Some UK transplant centres already use PTCy for certain patients, usually when doing transplants with a mismatched related (haploidentical) donor. In the UK, the Methods of T cell Depletion (MoTD) clinical trial, is now looking at using PTCy with 10/10 and 9/10 matched unrelated donors and how effective PTCy is compared to the current methods used in the UK for preventing GvHD. The results will be released in the next few years.[7] We expect to see PTCy being used for more patients in the UK who receive a transplant from a mismatched donor in the coming years.
We will campaign for the results of these trials to influence healthcare practice in the UK, with the aim of improving equity for all UK patients waiting for a stem cell transplant.
Our strategy to improve equity for patients means we will continue working to expand our stem cell register and cord blood bank; support the development of new cell & gene therapies that can provide more treatment options for patients; engage in research into targeted recruitment strategies to improve representation of different tissue types on global registers; and advocate for the uptake of treatments like PTCy that have the potential to address inequities in stem cell transplantation for all patients.
References
[1] ACCESS trial results: Al Malki et al (2025) Post-Transplant Cyclophosphamide-Based Graft-Versus-Host Disease Prophylaxis After Mismatched Unrelated Donor Peripheral Blood Stem Cell Transplantation. J Clin Oncol. 2025 Jun 16:JCO2500856. doi: 10.1200/JCO-25-00856.

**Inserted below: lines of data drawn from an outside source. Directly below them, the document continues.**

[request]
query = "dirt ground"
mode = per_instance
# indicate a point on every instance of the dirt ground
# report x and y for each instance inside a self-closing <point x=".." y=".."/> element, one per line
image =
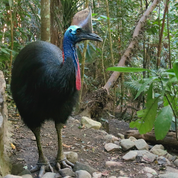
<point x="88" y="143"/>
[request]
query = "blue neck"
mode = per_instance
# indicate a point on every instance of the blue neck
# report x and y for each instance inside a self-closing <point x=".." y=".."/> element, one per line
<point x="69" y="50"/>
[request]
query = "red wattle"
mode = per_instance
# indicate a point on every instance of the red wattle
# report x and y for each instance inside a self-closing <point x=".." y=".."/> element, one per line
<point x="78" y="79"/>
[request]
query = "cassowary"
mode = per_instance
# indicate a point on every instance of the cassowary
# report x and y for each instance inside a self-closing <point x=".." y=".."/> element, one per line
<point x="45" y="83"/>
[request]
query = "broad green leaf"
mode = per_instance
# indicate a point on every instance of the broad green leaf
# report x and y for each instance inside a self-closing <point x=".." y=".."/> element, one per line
<point x="126" y="69"/>
<point x="4" y="50"/>
<point x="142" y="88"/>
<point x="150" y="92"/>
<point x="145" y="124"/>
<point x="175" y="67"/>
<point x="165" y="101"/>
<point x="163" y="122"/>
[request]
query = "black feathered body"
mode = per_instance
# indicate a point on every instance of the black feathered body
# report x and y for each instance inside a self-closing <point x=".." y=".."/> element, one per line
<point x="43" y="86"/>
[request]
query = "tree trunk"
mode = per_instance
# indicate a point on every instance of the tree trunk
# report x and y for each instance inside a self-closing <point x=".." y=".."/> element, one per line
<point x="133" y="44"/>
<point x="99" y="98"/>
<point x="161" y="35"/>
<point x="45" y="20"/>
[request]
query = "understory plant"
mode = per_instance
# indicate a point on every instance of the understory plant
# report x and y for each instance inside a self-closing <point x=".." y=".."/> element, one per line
<point x="160" y="111"/>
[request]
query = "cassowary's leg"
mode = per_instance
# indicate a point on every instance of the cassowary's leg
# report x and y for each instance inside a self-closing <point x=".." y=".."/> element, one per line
<point x="61" y="160"/>
<point x="43" y="163"/>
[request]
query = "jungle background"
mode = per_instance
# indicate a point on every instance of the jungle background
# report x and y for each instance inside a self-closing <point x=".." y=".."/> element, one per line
<point x="155" y="50"/>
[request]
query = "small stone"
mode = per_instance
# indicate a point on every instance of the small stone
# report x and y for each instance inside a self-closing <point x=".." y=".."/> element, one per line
<point x="150" y="170"/>
<point x="141" y="144"/>
<point x="176" y="162"/>
<point x="132" y="138"/>
<point x="168" y="175"/>
<point x="12" y="176"/>
<point x="67" y="172"/>
<point x="80" y="166"/>
<point x="131" y="155"/>
<point x="89" y="123"/>
<point x="71" y="156"/>
<point x="113" y="164"/>
<point x="127" y="144"/>
<point x="145" y="156"/>
<point x="97" y="175"/>
<point x="121" y="136"/>
<point x="163" y="161"/>
<point x="82" y="174"/>
<point x="111" y="147"/>
<point x="159" y="150"/>
<point x="27" y="176"/>
<point x="49" y="175"/>
<point x="158" y="146"/>
<point x="111" y="138"/>
<point x="33" y="138"/>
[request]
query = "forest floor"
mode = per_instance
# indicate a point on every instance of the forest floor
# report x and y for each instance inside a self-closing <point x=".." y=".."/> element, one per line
<point x="88" y="143"/>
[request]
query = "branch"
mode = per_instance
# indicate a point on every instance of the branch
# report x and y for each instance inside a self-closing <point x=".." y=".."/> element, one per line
<point x="133" y="44"/>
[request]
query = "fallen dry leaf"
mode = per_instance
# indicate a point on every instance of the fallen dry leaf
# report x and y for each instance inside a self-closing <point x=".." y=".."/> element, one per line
<point x="13" y="146"/>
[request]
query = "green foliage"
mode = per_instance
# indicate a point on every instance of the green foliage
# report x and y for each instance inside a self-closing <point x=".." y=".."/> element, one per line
<point x="126" y="69"/>
<point x="161" y="101"/>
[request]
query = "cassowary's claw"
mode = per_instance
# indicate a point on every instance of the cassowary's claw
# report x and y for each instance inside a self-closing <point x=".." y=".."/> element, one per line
<point x="42" y="167"/>
<point x="64" y="164"/>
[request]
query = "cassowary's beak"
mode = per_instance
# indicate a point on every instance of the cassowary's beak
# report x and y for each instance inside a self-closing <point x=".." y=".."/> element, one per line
<point x="89" y="36"/>
<point x="83" y="19"/>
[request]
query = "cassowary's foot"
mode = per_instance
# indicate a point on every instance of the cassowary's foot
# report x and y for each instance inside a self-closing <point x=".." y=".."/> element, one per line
<point x="64" y="164"/>
<point x="42" y="167"/>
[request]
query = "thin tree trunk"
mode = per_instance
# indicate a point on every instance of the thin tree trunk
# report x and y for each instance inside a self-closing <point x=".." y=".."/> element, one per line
<point x="45" y="20"/>
<point x="168" y="36"/>
<point x="132" y="46"/>
<point x="161" y="35"/>
<point x="83" y="64"/>
<point x="12" y="42"/>
<point x="109" y="31"/>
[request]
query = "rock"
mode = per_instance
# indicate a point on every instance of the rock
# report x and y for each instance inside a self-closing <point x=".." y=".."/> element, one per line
<point x="163" y="161"/>
<point x="169" y="157"/>
<point x="145" y="156"/>
<point x="158" y="146"/>
<point x="82" y="174"/>
<point x="27" y="176"/>
<point x="170" y="169"/>
<point x="141" y="144"/>
<point x="79" y="166"/>
<point x="97" y="175"/>
<point x="89" y="123"/>
<point x="159" y="150"/>
<point x="111" y="147"/>
<point x="49" y="175"/>
<point x="169" y="175"/>
<point x="67" y="172"/>
<point x="111" y="138"/>
<point x="25" y="171"/>
<point x="176" y="162"/>
<point x="127" y="144"/>
<point x="150" y="171"/>
<point x="132" y="138"/>
<point x="71" y="156"/>
<point x="12" y="176"/>
<point x="120" y="135"/>
<point x="113" y="164"/>
<point x="131" y="155"/>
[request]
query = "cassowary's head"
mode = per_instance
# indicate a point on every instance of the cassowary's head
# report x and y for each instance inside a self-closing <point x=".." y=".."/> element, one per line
<point x="81" y="28"/>
<point x="77" y="34"/>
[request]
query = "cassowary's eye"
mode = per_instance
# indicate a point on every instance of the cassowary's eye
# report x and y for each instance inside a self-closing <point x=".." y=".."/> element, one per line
<point x="78" y="31"/>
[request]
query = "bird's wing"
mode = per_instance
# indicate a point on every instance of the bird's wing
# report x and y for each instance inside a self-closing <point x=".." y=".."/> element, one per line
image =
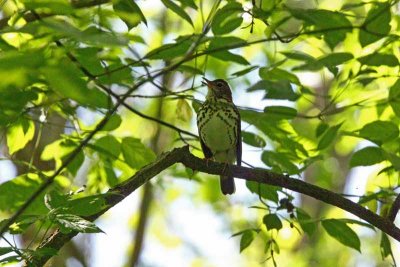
<point x="206" y="151"/>
<point x="239" y="141"/>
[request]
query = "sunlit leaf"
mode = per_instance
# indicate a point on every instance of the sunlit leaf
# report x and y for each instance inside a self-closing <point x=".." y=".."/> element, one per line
<point x="15" y="192"/>
<point x="244" y="71"/>
<point x="385" y="246"/>
<point x="19" y="134"/>
<point x="280" y="112"/>
<point x="253" y="139"/>
<point x="246" y="239"/>
<point x="342" y="233"/>
<point x="394" y="97"/>
<point x="113" y="123"/>
<point x="275" y="90"/>
<point x="227" y="19"/>
<point x="216" y="49"/>
<point x="332" y="25"/>
<point x="265" y="191"/>
<point x="328" y="137"/>
<point x="129" y="12"/>
<point x="379" y="59"/>
<point x="308" y="225"/>
<point x="108" y="147"/>
<point x="376" y="25"/>
<point x="177" y="10"/>
<point x="279" y="162"/>
<point x="5" y="250"/>
<point x="367" y="156"/>
<point x="277" y="74"/>
<point x="70" y="222"/>
<point x="380" y="131"/>
<point x="66" y="81"/>
<point x="135" y="153"/>
<point x="272" y="221"/>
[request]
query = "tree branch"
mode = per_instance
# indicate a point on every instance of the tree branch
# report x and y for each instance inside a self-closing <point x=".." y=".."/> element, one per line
<point x="183" y="155"/>
<point x="394" y="209"/>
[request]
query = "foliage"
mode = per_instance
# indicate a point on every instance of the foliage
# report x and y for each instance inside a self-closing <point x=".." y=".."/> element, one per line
<point x="316" y="84"/>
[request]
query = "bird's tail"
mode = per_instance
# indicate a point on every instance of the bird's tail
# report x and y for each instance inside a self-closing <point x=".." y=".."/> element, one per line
<point x="227" y="185"/>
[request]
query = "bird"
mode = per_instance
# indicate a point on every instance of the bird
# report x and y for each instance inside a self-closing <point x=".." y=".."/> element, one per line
<point x="218" y="123"/>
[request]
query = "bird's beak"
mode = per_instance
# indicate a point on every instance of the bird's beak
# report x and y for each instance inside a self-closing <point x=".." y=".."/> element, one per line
<point x="206" y="82"/>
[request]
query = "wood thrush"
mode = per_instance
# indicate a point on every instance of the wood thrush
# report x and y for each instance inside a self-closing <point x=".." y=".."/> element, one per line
<point x="218" y="122"/>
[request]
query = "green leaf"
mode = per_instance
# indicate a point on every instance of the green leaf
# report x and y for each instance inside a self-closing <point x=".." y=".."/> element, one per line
<point x="321" y="128"/>
<point x="54" y="199"/>
<point x="246" y="239"/>
<point x="332" y="25"/>
<point x="279" y="162"/>
<point x="10" y="260"/>
<point x="227" y="19"/>
<point x="380" y="131"/>
<point x="113" y="123"/>
<point x="272" y="221"/>
<point x="22" y="223"/>
<point x="219" y="44"/>
<point x="77" y="161"/>
<point x="275" y="90"/>
<point x="129" y="12"/>
<point x="265" y="191"/>
<point x="277" y="74"/>
<point x="177" y="10"/>
<point x="19" y="134"/>
<point x="394" y="97"/>
<point x="328" y="137"/>
<point x="386" y="249"/>
<point x="135" y="153"/>
<point x="379" y="59"/>
<point x="89" y="58"/>
<point x="190" y="69"/>
<point x="253" y="139"/>
<point x="335" y="59"/>
<point x="189" y="3"/>
<point x="342" y="233"/>
<point x="308" y="225"/>
<point x="5" y="250"/>
<point x="15" y="192"/>
<point x="116" y="73"/>
<point x="280" y="112"/>
<point x="170" y="51"/>
<point x="108" y="146"/>
<point x="376" y="25"/>
<point x="300" y="56"/>
<point x="66" y="81"/>
<point x="70" y="222"/>
<point x="352" y="221"/>
<point x="367" y="156"/>
<point x="56" y="7"/>
<point x="244" y="71"/>
<point x="86" y="206"/>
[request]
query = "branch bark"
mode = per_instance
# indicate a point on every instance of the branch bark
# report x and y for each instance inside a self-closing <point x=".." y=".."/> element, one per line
<point x="394" y="209"/>
<point x="183" y="155"/>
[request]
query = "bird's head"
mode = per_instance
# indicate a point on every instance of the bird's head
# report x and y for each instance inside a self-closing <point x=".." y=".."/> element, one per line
<point x="218" y="89"/>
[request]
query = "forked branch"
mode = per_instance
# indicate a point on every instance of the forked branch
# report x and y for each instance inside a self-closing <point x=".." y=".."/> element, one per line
<point x="183" y="155"/>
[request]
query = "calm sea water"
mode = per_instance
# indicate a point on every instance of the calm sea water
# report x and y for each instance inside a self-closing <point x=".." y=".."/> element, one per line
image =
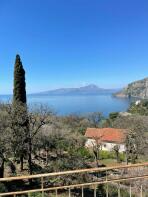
<point x="65" y="105"/>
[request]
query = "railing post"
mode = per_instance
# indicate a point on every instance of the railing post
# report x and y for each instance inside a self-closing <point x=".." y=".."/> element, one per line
<point x="95" y="191"/>
<point x="69" y="192"/>
<point x="42" y="186"/>
<point x="141" y="192"/>
<point x="107" y="190"/>
<point x="106" y="185"/>
<point x="119" y="194"/>
<point x="82" y="191"/>
<point x="130" y="190"/>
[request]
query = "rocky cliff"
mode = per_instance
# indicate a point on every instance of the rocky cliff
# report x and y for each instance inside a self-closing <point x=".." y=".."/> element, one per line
<point x="136" y="89"/>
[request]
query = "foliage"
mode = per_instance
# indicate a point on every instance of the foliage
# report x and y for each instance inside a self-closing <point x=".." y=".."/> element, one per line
<point x="140" y="108"/>
<point x="19" y="91"/>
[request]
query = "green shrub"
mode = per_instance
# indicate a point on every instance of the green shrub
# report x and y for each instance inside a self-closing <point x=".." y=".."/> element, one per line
<point x="3" y="188"/>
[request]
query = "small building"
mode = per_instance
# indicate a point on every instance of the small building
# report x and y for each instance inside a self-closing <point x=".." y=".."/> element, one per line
<point x="107" y="138"/>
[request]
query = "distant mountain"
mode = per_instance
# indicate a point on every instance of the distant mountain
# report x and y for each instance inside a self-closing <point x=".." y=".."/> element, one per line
<point x="137" y="89"/>
<point x="85" y="90"/>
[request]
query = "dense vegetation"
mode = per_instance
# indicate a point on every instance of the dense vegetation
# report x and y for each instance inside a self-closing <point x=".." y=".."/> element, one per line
<point x="35" y="140"/>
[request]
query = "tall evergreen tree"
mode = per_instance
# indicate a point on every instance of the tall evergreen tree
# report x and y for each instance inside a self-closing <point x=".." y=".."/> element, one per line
<point x="19" y="91"/>
<point x="20" y="120"/>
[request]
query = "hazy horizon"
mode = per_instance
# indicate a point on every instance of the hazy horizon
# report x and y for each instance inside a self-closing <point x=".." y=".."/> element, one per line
<point x="73" y="43"/>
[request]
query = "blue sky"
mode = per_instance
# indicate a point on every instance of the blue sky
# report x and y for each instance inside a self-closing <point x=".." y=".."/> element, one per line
<point x="69" y="43"/>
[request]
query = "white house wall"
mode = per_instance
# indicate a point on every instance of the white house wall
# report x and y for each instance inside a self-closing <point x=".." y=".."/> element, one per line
<point x="107" y="146"/>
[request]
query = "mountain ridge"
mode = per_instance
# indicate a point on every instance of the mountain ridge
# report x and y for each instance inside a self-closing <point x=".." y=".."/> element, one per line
<point x="138" y="89"/>
<point x="90" y="89"/>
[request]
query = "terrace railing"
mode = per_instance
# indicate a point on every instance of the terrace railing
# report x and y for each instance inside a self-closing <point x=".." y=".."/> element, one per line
<point x="131" y="178"/>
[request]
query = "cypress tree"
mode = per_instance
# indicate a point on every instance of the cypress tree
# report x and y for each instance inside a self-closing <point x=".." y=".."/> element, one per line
<point x="19" y="91"/>
<point x="20" y="120"/>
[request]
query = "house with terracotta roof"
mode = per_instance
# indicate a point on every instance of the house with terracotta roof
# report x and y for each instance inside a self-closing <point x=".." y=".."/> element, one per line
<point x="106" y="137"/>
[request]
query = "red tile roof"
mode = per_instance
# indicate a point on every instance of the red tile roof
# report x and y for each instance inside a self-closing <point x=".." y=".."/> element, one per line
<point x="106" y="134"/>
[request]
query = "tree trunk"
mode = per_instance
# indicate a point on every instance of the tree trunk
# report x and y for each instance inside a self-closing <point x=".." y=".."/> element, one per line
<point x="21" y="162"/>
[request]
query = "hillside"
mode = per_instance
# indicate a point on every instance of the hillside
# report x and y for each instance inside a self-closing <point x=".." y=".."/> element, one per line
<point x="85" y="90"/>
<point x="137" y="89"/>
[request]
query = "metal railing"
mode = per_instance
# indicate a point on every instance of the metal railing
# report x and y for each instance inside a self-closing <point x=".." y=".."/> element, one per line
<point x="121" y="176"/>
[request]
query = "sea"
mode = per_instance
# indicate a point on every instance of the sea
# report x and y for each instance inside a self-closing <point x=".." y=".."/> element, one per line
<point x="77" y="104"/>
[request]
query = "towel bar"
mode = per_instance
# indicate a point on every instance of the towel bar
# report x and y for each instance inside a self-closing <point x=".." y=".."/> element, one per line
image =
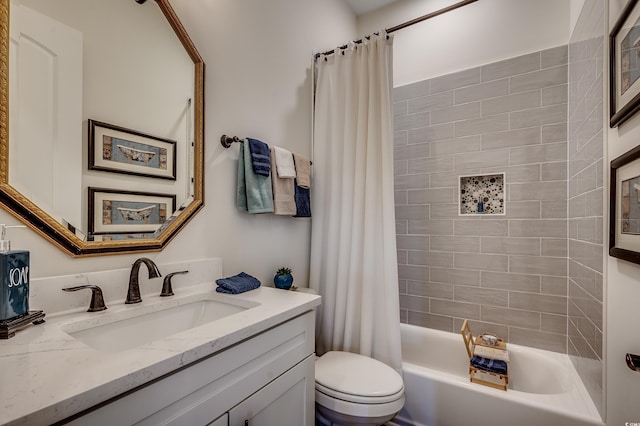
<point x="226" y="141"/>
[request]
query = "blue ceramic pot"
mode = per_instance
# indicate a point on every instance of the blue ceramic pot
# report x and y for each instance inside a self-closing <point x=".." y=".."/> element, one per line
<point x="283" y="281"/>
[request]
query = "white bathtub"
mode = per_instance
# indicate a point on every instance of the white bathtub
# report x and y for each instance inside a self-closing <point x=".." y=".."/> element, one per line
<point x="544" y="388"/>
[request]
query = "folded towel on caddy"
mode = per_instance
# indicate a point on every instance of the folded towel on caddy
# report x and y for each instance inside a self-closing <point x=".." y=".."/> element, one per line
<point x="491" y="365"/>
<point x="237" y="284"/>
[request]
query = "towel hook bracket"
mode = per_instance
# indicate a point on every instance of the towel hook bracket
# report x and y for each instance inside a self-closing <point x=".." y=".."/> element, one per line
<point x="227" y="141"/>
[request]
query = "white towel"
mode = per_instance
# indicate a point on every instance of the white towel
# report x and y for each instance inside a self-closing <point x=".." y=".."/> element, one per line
<point x="284" y="163"/>
<point x="283" y="191"/>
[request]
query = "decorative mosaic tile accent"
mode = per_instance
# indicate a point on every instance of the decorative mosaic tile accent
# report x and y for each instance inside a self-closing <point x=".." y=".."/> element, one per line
<point x="482" y="194"/>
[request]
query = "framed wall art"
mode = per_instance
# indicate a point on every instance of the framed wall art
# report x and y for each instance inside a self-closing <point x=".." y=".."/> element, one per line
<point x="624" y="62"/>
<point x="119" y="150"/>
<point x="624" y="218"/>
<point x="114" y="212"/>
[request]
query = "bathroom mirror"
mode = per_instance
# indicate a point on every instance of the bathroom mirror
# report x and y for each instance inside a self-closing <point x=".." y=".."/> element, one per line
<point x="78" y="76"/>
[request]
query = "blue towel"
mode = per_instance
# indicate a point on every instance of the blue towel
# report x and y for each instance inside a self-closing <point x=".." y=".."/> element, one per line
<point x="254" y="192"/>
<point x="303" y="201"/>
<point x="260" y="157"/>
<point x="237" y="284"/>
<point x="492" y="365"/>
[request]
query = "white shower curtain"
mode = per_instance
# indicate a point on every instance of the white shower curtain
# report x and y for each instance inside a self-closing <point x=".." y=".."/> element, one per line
<point x="353" y="243"/>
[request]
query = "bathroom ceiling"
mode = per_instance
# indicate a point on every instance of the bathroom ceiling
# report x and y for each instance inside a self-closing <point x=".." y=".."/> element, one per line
<point x="361" y="7"/>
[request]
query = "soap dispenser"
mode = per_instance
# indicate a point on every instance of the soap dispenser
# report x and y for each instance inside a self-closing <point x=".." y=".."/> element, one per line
<point x="14" y="278"/>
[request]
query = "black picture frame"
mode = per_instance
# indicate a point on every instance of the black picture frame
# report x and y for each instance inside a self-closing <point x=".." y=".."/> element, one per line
<point x="624" y="93"/>
<point x="132" y="216"/>
<point x="624" y="207"/>
<point x="117" y="149"/>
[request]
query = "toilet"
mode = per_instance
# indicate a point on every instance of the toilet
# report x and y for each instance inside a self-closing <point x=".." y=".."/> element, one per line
<point x="353" y="389"/>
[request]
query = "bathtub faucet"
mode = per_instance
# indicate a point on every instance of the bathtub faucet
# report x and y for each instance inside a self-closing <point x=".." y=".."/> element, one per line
<point x="133" y="294"/>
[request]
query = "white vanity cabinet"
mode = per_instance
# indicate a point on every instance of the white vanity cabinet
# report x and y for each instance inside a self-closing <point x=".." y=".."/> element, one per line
<point x="266" y="379"/>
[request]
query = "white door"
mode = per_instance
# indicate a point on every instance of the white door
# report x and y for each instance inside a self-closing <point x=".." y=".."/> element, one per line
<point x="45" y="104"/>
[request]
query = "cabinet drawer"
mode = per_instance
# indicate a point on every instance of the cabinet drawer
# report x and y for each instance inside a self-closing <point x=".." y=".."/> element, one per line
<point x="206" y="389"/>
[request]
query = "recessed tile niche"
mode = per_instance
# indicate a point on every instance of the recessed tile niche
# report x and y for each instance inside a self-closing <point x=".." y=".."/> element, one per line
<point x="481" y="194"/>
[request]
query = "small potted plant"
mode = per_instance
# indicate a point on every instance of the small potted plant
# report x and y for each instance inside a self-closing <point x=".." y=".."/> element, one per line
<point x="283" y="278"/>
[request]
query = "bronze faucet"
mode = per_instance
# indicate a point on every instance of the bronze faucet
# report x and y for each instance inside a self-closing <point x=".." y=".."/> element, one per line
<point x="133" y="294"/>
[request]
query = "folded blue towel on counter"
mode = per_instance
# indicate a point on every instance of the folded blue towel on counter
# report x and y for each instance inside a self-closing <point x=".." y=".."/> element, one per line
<point x="260" y="157"/>
<point x="237" y="284"/>
<point x="302" y="197"/>
<point x="492" y="365"/>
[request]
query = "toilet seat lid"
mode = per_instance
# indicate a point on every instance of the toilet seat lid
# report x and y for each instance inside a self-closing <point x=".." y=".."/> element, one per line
<point x="354" y="374"/>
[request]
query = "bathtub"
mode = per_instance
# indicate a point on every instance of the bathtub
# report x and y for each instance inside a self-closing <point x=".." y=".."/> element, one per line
<point x="544" y="388"/>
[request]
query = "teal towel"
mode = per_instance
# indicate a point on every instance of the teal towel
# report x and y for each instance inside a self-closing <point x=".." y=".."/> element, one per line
<point x="254" y="192"/>
<point x="241" y="189"/>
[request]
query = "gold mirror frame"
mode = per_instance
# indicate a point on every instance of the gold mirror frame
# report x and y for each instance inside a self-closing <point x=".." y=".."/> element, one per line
<point x="40" y="221"/>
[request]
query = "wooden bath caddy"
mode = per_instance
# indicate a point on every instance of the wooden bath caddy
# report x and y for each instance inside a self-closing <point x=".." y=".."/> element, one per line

[2] Shaffer et al (2024) Post-Transplant Cyclophosphamide-Based Graft-Versus-Host Disease Prophylaxis Attenuates Disparity in Outcomes Between Use of Matched or Mismatched Unrelated Donors. J Clin Oncol. 2024 Oct;42(28):3277-3286. doi: 10.1200/JCO.24.00184.
[3] Nunes & Kanakry (2019) Mechanisms of Graft-versus-Host Disease Prevention by Post-transplantation Cyclophosphamide: An Evolving Understanding. Front Immunol. 2019 Nov 29;10:2668. doi: 10.3389/fimmu.2019.02668.
[4] Leen et al (2020) The HLA diversity of the Anthony Nolan register, HLA Immune Response Genetics, doi: 10.1111/tan.14127
[5] Bolaños-Meade et al (2023) Post-Transplantation Cyclophosphamide-Based Graft-versus-Host Disease Prophylaxis. N Engl J Med. 2023 Jun 22;388(25):2338-2348. doi: 10.1056
[6] Chowdhury et al (2022) 337 - Unrelated Donor Registry HLA Match Likelihoods in the Mismatched Setting. Transplantation and Cellular Therapy, 28(3), doi: 10.1016/S2666-6367(22)00497-3.
[7] Chakraverty et al (2024) Multicentre adaptive randomised trial of GvHD prophylaxis following unrelated donor stem cell transplantation comparing Thymoglobulin versus calcineurin inhibitor-based or sirolimus-based post-transplant cyclophosphamide (Methods of T cell Depletion, MoTD trial). BMJ Open. 2025 Jan 28;15(1):e086223. doi: 10.1136/bmjopen-2024-086223.